“We realised, based on questions raised recently, that we could do a better job specifying that humans sometimes review this content,” a spokesperson from Reuters said in an emailed statement.
These tech companies have faced criticism by privacy campaigners about listening to their conversation without making it clear in their term and conditions that audio messages could be subject to human review.
“We’ve updated our privacy statement and product FAQs to add greater clarity and will continue to examine further opportunities to improve,” the spokesperson from Microsoft said. A part of the reviewed policy now reads:
“Our automated methods often are related to and supported by our manual methods. For example, our automated methods include artificial intelligence, which we think of as asset of technologies that enable computers to perceive, learn, reason, and assist in decision-making to solve problems in ways that are similar to what people do. To build, train, and improve the accuracy of our automated methods of processing (including AI), we manually review some of the predictions and inferences produced by the automated methods against the underlying data from which the predictions and inferences were made. For example, we manually review short snippets of a small sampling of voice data we have taken steps to identify to improve our speech services, such as recognition and translation.”
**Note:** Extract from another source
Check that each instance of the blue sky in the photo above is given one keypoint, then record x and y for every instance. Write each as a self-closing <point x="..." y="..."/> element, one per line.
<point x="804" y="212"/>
Tech giants have been popular for this headline in the last couple of weeks concerning the practice of subjecting snippets of audio messages to human review. Some of these messages according to the contractors included the use of vulgar words, instances of sexual abuse and communication between lovers.
Apple, amazon, Facebook and Google have been called out for not properly conveying to users in their terms and conditions that a portion of audio recording could be reviewed manually by humans. Even though the contractors were employed to improve the performance of the artificial intelligence system, the tech giants should have been transparent in their policy.
Apple suspended Siri, Google suspended Google Assistant, Facebook also followed suit in response to media disclosures. Amazon is also not left out in the privacy scrutiny. Rather than opt out or suspend the service, it quietly added an option for users to opt out of the possibility of a contractor listening to their Alexa recording.
Microsoft says it is not opting out of human reviews at the moment but will continue to examine steps to give users maximum privacy.